Angesichts der Erwartungen des Kindes auf der einen Seite und He Haos Blick auf der anderen Seite, sowie Gu Zhengs vorheriger Zustimmung, konnte er nur stumm nicken.

"Juhu! Das ist ja toll! Danke, Onkel Xia!" Feng Nianhao war überglücklich.

Xia Ran lächelte und unterdrückte ihr Unbehagen. Nun ja, es war ja nicht das erste Mal.

"Na gut, na gut, konzentrieren wir uns jetzt auf das Spiel, damit wir später nichts Spannendes verpassen!"

He Hao ergriff im richtigen Moment das Wort und lenkte so erfolgreich die Aufmerksamkeit aller auf den Wettbewerb.

Gu Zheng konnte sich ein Lächeln nicht verkneifen. Er hatte heute wirklich Glück. In zwei Tagen konnte er mit Ranran zur Familie Feng fahren.

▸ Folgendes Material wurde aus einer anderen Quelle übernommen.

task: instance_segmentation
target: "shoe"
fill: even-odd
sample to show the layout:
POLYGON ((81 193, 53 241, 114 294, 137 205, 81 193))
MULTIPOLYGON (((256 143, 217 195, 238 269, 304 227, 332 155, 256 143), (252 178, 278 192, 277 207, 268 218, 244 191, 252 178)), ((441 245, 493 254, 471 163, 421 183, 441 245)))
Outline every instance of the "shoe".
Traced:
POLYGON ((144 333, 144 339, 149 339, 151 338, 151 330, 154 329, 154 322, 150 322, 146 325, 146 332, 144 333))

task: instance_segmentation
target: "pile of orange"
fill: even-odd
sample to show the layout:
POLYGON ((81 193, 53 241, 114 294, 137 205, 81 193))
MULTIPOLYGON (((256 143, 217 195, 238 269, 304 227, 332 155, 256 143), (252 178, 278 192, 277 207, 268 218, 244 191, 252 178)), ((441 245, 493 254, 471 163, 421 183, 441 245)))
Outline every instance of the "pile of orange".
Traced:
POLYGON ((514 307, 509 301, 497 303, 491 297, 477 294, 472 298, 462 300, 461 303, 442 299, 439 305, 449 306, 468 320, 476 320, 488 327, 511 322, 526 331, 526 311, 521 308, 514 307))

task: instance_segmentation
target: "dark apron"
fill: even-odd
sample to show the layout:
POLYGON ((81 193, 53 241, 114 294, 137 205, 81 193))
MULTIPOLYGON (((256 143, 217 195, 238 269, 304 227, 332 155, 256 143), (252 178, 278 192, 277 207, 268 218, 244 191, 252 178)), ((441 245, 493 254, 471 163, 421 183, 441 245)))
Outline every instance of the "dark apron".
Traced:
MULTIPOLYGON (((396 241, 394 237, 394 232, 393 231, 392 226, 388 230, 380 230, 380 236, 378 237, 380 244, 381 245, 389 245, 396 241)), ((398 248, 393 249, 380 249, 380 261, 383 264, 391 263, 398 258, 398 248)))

Was He Hao jedoch gerade gesagt hatte, machte ihn etwas misstrauisch.

Er erinnerte sich daran, dass Feng Ming beim letzten Mal, als sie am Kindergartentor waren, zu Xia Ran gesagt hatte, dass Xia Ran wie eine alte Freundin aussähe.

Obwohl He Hao im Scherz gesagt hatte, Xia Ran klinge vertraut, hatte er dennoch das Gefühl, dass irgendetwas nicht ganz stimmte.

Gu Zheng warf einen Blick auf Feng Ming und stellte fest, dass Feng Mings Blick tatsächlich auf Xia Ran gerichtet war.

Unbewusst runzelte er die Stirn, doch Feng Ming bemerkte es in diesem Moment. Anstatt verlegen oder schuldbewusst zu reagieren, lächelte Feng Ming Gu Zheng freundlich an.

Gu Zhengs anfänglicher Zorn schien in dem Moment zu verfliegen, als er Feng Mings Lächeln sah.

Wenn Feng Ming wirklich Gefühle für Xia Ran hätte, warum würde er ihn dann so anlächeln?

Doch seine Zweifel blieben. Jetzt, wo er ernsthaft darüber nachdachte, schienen Feng Ming und sein Partner He Hao Xia Ran gegenüber übertrieben enthusiastisch zu sein.

Das Dreibeinrennen war schnell beendet, und Xia Ran und seine Freunde waren tatsächlich die Champions!

Xia Ran war ungewöhnlich glücklich mit Gu Chen, und sogar Gu Zheng lächelte leicht.

Die Freude dieser dreiköpfigen Familie ist für alle spürbar.

Nach der Aktivität gab es eine halbstündige Pause, die sie mit einem Plausch mit Feng Ming und seiner Familie verbrachten.